What is a Cult?
By Kathe Lowney
Guest Contributor, Valdosta State University
I admit it, I’m a political junkie. Campaign season is my favorite time of the year. And these last few months have been quite the ride, haven’t they? We have seen the rise of Huck’s Army, heard Obama Girl sing about her crush, watched McCainiacs be thrilled at their candidate’s stunning comeback, and witnessed the persuasiveness that a ringing phone at 3 a.m. might have had with Texas and Ohio voters.
But I’m not just an avid consumer of political news; as a sociologist, I’m also a media analyst. And something has been bothering me as this presidential campaign has played out: the frequency that the media have talked about the “cult of Obama” (see this Time magazine story, and this Los Angeles Times op-ed for just a few of the many media examples of this worry; and also this blog by a supporter that might offer some evidence for the media’s concern).
It’s the word “cult” that troubles me. Media commentators seem to imply that the enthusiasm and energy of the Senator’s supporters, their commitment to his vision for America, the world, and each other, is somehow worrisome and menacing.
It’s made me realize once again that sociology is not only a way of thinking about the social world we live in, but that as sociologists, we talk in a distinct – and distinctive – way. For students learning sociology, I think that learning our sociological way of talking can sometimes be hard. Doesn’t it seem like sometimes we sociologists use a lot of words to make some rather simple points? I think that too once in a while! I believe, however, that it’s sociologists’ scientific preciseness that fuels our wordiness – at least that is my hope!
“Cult” is one of those words that means one thing to sociologists and often quite different things to non-sociologists. Here’s how the text for my Sociology of Religion class defines it:
A cult is similar to a sect in its rejection of the religious patterns and formulations of denominations–or of whatever the society’s dominant form(s) of religion happens to be. Cult members were either not attracted to dominant religious groups in the first place or, like sectarians, became disenchanted with commonly-accepted religious forms. The cult differs from the sect, however, in that it does not call for a return to the original, pure religion, but rather emphasizes the new–a new revelation or insight provided by a supernatural power, say, or the rediscovery of an old revelation that had been lost and unknown for many years (and which is, therefore, new to this age) (Johnstone 2007:78)
But is this what you think about when you hear the word “cult”? I doubt it.

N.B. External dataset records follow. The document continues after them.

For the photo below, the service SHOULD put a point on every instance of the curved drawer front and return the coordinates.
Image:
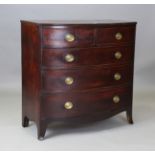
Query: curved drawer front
(115, 35)
(64, 58)
(93, 102)
(59, 37)
(79, 79)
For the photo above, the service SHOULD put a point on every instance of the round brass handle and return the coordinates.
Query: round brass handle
(118, 36)
(118, 55)
(117, 76)
(69, 80)
(69, 58)
(68, 105)
(116, 99)
(70, 37)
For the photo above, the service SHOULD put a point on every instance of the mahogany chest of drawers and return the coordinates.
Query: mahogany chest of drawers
(76, 71)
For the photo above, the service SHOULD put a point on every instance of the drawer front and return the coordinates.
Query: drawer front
(61, 105)
(60, 37)
(115, 35)
(79, 79)
(65, 58)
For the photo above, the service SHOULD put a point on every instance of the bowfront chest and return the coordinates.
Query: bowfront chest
(76, 71)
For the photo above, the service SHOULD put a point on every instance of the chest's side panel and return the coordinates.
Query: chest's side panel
(31, 79)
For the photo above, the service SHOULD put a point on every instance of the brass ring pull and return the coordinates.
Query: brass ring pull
(118, 55)
(69, 58)
(116, 99)
(118, 36)
(68, 105)
(69, 80)
(70, 37)
(117, 76)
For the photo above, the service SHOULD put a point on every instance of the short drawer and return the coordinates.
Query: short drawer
(115, 35)
(102, 101)
(65, 58)
(60, 37)
(81, 79)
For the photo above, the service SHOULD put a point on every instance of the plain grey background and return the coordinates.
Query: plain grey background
(111, 134)
(10, 48)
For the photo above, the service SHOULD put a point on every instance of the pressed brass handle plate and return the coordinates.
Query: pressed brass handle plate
(69, 80)
(116, 99)
(117, 76)
(118, 36)
(69, 58)
(68, 105)
(69, 37)
(118, 55)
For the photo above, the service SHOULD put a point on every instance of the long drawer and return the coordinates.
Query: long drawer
(79, 79)
(101, 101)
(86, 36)
(66, 58)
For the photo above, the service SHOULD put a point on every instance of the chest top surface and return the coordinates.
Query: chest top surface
(80, 22)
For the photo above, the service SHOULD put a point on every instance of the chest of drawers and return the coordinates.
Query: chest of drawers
(76, 71)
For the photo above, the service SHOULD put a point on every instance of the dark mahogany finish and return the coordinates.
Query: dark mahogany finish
(55, 58)
(44, 70)
(54, 80)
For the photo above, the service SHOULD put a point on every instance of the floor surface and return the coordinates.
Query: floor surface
(112, 134)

Since the 1970s, popular culture, led by the press, has come to define the word as a religion that many people do not like; one which uses recruitment techniques unlike many traditional Protestant denominations (i.e., “brainwashing”) in order to ensnare impressionable young adults in its grasp. Cults are often portrayed as being “alien” to the U.S., run by manipulative messianic figures who are really all about lavishly spending the monies their followers raise.
In fact, this pop culture definition of “cult” has even altered our sociological vocabulary. Nowadays sociologists of religion tend to use the term “new religious movement” instead of “cult” because we recognize how pervasive this pop culture definition has become.
So when commentators write about the “cult of Obama,” they are both tapping into this negative connotation while simultaneously helping it persist. I find it interesting that it is Senator Obama’s followers who have come under such media scrutiny and not, for example, Huckabee’s Army of college-aged activists. Barack Obama is the upstart, the unexpected Democratic candidate who has more delegates than the presumptive nominee has. He is the candidate who, because of his parents’ cultural backgrounds and nationalities, has had his patriotism questioned by some opponents (i.e., the worry about an “alien” cult leader, resurfacing).
If words matter – and as a sociologist, I absolutely believe that they do – how social institutions such as the press talk can shape the public’s social construction of reality. Words like “cult” are now perceived to be, in our culture, inflammatory. So next time you read a headline or hear political commentators talk about “the cult of Obama” – think about it for a moment. What is that reporter/analyst trying to get you to believe? And perhaps more importantly, why? How does such a negative construction of Senator Obama’s followers shape the political environment of this presidential campaign? Who might the construction help?
[Full disclosure: In my state’s primary, I did not vote for Senator Obama.]